Wenn dem so ist, dann muessen Sie ein Hotel, dass diese Strandnaehe nicht bietet, nicht nehmen. Sie sollten das Ihrem Reiseveranstalter beweisbar mitteilen und ihn auffordern, Ihnen die Reise so zu ermoeglichen, wie Sie diese gebucht haben. Setzen Sie eine Frist von zwei Wochen Ihnen verbindlich mitzuteilen, dass Sie garantiert in dem urspruenglich gebuchten Hotel unterkommen werden.
Koennen Sie per Attest nachweisen, dass Ihre Frau gehbehindert ist und die Stufen einfach nicht bewaeltigen kann. Das waere ausgesprochen hilfreich.
Ansonsten werden Sie die Buchung stornieren und Schadenersatz wg. entgangener Urlaubsfreuden weiterhin fordern und ggfl. auch klagen. Wie kommen Sie auf 65,00 Euro je Tag???
Alle anderen Punkte sind keine wirklichen Einschraenkungen, einen Safe koennen Sie mieten, Wlan auch. Das kann man denn nach Rueckkehr beim Veranstalter einfordern, diese zusaetzlichen Kosten zu erstatten.
Und entgangene Getraenke und Mahlzeiten???? Da muessten Sie einem Richter auch erst einmal nachweisen und diesen ueberzeugen, dass Sie grundsaetzlich um Mitternacht essen, und bis 5 Uhr in der Fruehe den Schluckspecht mimen.
Viele Gruesse
bernardoselva
... vielen Dank noch einmal. Ja das scheint mir in der Argumentation alles plausibel. Ich werden dem Reiseveranstalter die Gelegenheit geben mir dieses Hotel doch noch zum angegebenen Zeitraum zur Verfügung zu stellen.
Wir haben hier ein Attest vom Neurologen der Fachklinik vorliegen, in dem er bescheinigt, dass meine Frau nur einen behindertengerechten und barrierefreien Wohnraum beziehen kann. Ich weiß nicht ob das ausreicht.
Die 65,00 EUR sind ehrlich gesagt eine Luftnummer. Ich laß einmal, dass die Entschädigung zwischen 25,00 und 75,00 EUR taxiert würden.
Nochmals vielen Dank für die Antwort und leibe Grüße von
Holger
Zitat :.......Wir haben hier ein Attest vom Neurologen der Fachklinik vorliegen, in dem er bescheinigt, dass meine Frau nur einen behindertengerechten und barrierefreien Wohnraum beziehen kann. Ich weiß nicht ob das ausreicht.......

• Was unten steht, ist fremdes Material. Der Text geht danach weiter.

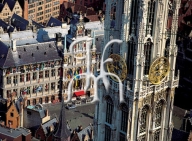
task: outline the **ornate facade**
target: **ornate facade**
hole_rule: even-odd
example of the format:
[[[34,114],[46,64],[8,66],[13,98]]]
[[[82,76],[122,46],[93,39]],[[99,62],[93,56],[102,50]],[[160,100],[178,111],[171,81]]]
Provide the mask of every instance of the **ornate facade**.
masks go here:
[[[120,39],[105,53],[125,59],[128,73],[119,102],[118,83],[108,77],[108,92],[99,84],[100,102],[94,119],[95,141],[168,141],[172,137],[172,109],[179,73],[175,70],[176,33],[180,0],[107,0],[104,45]],[[172,28],[167,36],[168,14]],[[169,44],[167,44],[169,41]],[[154,61],[166,57],[170,69],[159,83],[150,81]],[[155,67],[157,67],[156,65]],[[156,68],[161,69],[161,65]],[[166,70],[167,71],[167,70]],[[158,80],[155,80],[158,81]]]

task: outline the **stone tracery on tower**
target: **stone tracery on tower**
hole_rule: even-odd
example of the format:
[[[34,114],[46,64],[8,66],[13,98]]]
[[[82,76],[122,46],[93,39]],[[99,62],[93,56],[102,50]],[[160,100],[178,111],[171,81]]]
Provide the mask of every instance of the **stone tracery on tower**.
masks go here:
[[[115,12],[111,11],[115,3]],[[110,40],[123,40],[119,46],[114,44],[109,55],[119,54],[127,63],[128,74],[123,83],[127,110],[114,104],[111,109],[111,123],[106,122],[107,101],[104,87],[98,90],[102,103],[96,106],[95,140],[105,141],[168,141],[172,131],[172,105],[174,91],[179,76],[175,76],[177,55],[176,32],[180,0],[172,0],[172,28],[167,29],[170,2],[167,0],[106,0],[104,45]],[[111,13],[113,13],[111,18]],[[115,16],[114,16],[115,15]],[[113,26],[111,26],[113,25]],[[112,51],[111,51],[112,50]],[[150,71],[155,60],[166,57],[170,69],[161,61],[156,63],[155,72]],[[161,60],[161,59],[160,59]],[[163,71],[168,73],[164,75]],[[149,81],[149,73],[160,79],[158,84]],[[107,93],[113,103],[118,103],[117,82],[108,77],[110,89]],[[102,82],[100,83],[102,85]],[[115,93],[114,93],[115,92]],[[120,104],[120,103],[119,103]],[[126,107],[126,106],[125,106]],[[123,113],[127,112],[127,116]],[[112,114],[112,115],[111,115]],[[125,119],[127,121],[125,121]],[[119,123],[127,124],[123,126]],[[99,125],[97,125],[99,124]],[[127,130],[125,130],[125,127]],[[167,130],[164,130],[164,129]],[[111,136],[111,138],[110,138]]]

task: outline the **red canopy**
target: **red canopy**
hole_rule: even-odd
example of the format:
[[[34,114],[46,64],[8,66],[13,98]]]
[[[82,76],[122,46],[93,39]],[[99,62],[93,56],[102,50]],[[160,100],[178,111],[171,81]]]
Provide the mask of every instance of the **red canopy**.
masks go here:
[[[85,95],[85,91],[77,91],[77,92],[74,92],[74,95],[77,97],[77,96],[82,96],[82,95]]]

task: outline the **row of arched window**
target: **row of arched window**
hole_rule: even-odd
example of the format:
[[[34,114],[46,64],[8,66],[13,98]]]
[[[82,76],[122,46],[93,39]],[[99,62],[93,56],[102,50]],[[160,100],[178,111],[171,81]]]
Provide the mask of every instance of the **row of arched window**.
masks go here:
[[[163,101],[160,100],[155,106],[155,116],[154,123],[155,129],[157,129],[154,133],[154,141],[159,141],[160,133],[161,133],[161,122],[162,122],[162,113],[163,113]],[[145,141],[147,137],[147,127],[149,126],[149,107],[144,106],[140,115],[140,127],[139,134],[141,141]]]
[[[161,122],[162,122],[162,113],[163,113],[163,101],[160,100],[155,106],[155,129],[157,129],[154,133],[154,141],[159,141],[160,133],[161,133]],[[120,140],[126,140],[127,127],[128,127],[128,107],[125,103],[120,105],[121,109],[121,134]],[[111,127],[108,124],[112,124],[112,116],[113,116],[114,104],[110,96],[106,97],[106,125],[105,125],[105,141],[111,140]],[[145,105],[140,113],[140,124],[139,124],[139,136],[141,141],[146,140],[147,135],[147,127],[149,125],[149,107]],[[124,133],[124,134],[122,134]]]

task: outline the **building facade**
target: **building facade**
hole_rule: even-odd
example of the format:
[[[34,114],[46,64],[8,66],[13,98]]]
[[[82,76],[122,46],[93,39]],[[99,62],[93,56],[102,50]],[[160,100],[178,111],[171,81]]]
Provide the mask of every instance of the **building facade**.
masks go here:
[[[110,76],[108,91],[104,81],[99,83],[94,140],[171,140],[174,92],[179,81],[175,62],[180,0],[107,0],[105,4],[104,45],[111,39],[123,42],[110,45],[104,58],[115,56],[107,71],[119,76],[123,88]],[[173,17],[170,37],[166,31],[169,12]],[[168,38],[170,43],[166,44]],[[126,68],[127,72],[121,73]],[[120,89],[124,102],[120,101]]]
[[[23,17],[32,19],[37,23],[47,23],[52,16],[57,18],[60,10],[60,0],[20,0],[24,1]]]
[[[55,42],[16,46],[16,40],[12,40],[9,49],[5,44],[1,45],[4,56],[1,59],[0,95],[3,98],[10,99],[11,93],[15,92],[16,99],[20,95],[24,97],[25,106],[57,99],[61,58]],[[10,58],[9,61],[5,61],[6,58]]]

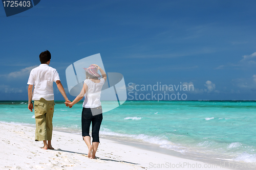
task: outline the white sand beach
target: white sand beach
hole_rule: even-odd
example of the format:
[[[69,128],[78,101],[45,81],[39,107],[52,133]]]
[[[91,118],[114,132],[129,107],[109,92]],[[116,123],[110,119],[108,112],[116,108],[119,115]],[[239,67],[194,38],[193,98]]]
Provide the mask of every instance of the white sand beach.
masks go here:
[[[0,128],[1,169],[228,169],[102,138],[91,159],[81,135],[54,131],[55,150],[44,150],[34,141],[35,128],[3,123]]]

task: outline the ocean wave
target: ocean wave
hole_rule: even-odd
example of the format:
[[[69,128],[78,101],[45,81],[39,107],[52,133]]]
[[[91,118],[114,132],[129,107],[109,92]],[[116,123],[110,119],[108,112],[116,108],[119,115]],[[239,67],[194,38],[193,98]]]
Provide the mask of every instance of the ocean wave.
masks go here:
[[[204,119],[206,120],[210,120],[210,119],[214,119],[214,117],[206,117],[206,118],[205,118]]]
[[[102,135],[110,135],[110,136],[116,136],[120,137],[127,137],[135,139],[142,140],[144,142],[156,144],[160,145],[160,147],[163,148],[171,148],[174,143],[171,141],[168,140],[166,137],[163,136],[162,137],[158,136],[150,136],[143,134],[138,135],[130,135],[127,134],[120,133],[118,132],[114,132],[110,130],[102,128],[103,131],[100,131],[100,133]]]
[[[227,148],[238,148],[241,145],[242,145],[242,143],[240,142],[232,142],[229,144]]]
[[[140,120],[142,117],[127,117],[124,118],[125,120]]]
[[[246,152],[244,152],[242,154],[233,158],[233,160],[245,162],[256,162],[256,154],[249,154]]]
[[[204,147],[208,148],[215,145],[215,143],[216,143],[215,142],[213,141],[206,140],[198,143],[197,144],[197,145],[199,147]]]

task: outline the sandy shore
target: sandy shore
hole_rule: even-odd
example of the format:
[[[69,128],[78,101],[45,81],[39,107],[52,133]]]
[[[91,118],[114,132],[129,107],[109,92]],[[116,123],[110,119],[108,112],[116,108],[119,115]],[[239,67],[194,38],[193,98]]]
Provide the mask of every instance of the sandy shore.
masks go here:
[[[1,169],[228,169],[102,138],[97,159],[91,159],[81,135],[54,131],[55,150],[44,150],[34,141],[35,128],[5,123],[0,128]]]

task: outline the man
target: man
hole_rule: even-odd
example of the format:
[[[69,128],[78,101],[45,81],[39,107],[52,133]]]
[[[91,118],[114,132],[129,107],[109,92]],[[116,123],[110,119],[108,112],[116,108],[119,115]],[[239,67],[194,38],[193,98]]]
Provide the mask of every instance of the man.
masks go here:
[[[54,150],[51,142],[55,105],[53,82],[57,84],[66,102],[71,102],[67,97],[58,72],[56,69],[49,66],[51,61],[51,53],[47,50],[41,53],[39,57],[41,64],[31,70],[28,81],[28,109],[32,112],[34,107],[36,122],[35,140],[42,140],[44,147],[41,148],[44,149]],[[33,85],[34,91],[32,93]],[[32,100],[34,101],[34,107]]]

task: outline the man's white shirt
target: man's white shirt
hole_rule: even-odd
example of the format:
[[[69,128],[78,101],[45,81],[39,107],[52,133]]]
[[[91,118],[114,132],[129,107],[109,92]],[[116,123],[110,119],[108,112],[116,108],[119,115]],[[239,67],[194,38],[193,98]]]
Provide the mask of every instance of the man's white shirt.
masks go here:
[[[60,80],[58,72],[48,64],[41,64],[33,69],[28,81],[28,84],[34,85],[32,100],[38,101],[41,98],[54,100],[53,83],[57,80]]]

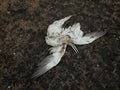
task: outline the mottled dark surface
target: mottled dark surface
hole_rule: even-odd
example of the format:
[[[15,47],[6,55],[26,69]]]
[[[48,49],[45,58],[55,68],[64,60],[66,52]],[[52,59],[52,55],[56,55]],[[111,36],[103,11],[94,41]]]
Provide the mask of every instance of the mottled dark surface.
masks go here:
[[[61,62],[31,79],[48,55],[48,25],[74,15],[86,32],[107,30],[92,44],[71,47]],[[66,25],[67,25],[66,24]],[[120,90],[120,0],[0,0],[0,90]]]

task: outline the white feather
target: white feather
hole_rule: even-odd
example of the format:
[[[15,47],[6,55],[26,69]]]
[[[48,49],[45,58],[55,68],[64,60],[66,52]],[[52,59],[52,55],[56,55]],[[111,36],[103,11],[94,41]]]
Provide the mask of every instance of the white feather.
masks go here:
[[[36,70],[36,72],[33,74],[32,77],[38,77],[44,73],[46,73],[48,70],[56,66],[62,56],[64,55],[66,50],[66,45],[60,45],[57,47],[52,47],[51,48],[51,55],[47,56],[39,65]]]
[[[84,33],[80,29],[80,23],[76,23],[68,28],[63,28],[62,25],[70,19],[70,17],[71,16],[56,20],[49,25],[45,40],[48,45],[53,46],[49,49],[51,55],[47,56],[38,65],[38,69],[33,74],[33,77],[38,77],[56,66],[64,55],[67,45],[70,45],[74,51],[78,53],[79,51],[75,44],[83,45],[92,43],[106,33],[105,31],[96,31],[83,35]]]

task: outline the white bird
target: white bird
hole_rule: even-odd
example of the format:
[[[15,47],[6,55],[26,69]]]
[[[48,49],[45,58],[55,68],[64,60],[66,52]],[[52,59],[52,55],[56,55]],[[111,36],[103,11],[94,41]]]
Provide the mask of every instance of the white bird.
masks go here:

Da bin ich mir ziemlich sicher, dass dieses Attest ausreicht.
Wenn Sie den Veranstalter anschreiben, dann sollten Sie eine Kopie des Attestes beifuegen.
Viel Erfolg!
Viele Gruesse
bernardoselva
Lieber bernaroselva, Liebe Forumsleser,
es ärgert mich immer wieder, dass Fragesteller in Foren die Geduld der Leser und Interessierten, permanent überstrapazieren und sich dann final nicht äußern, was aus der Sache wurde. Ich möchte hier kurz berichten, wie diese Rechtsanfrage abschließend behandelt wurde.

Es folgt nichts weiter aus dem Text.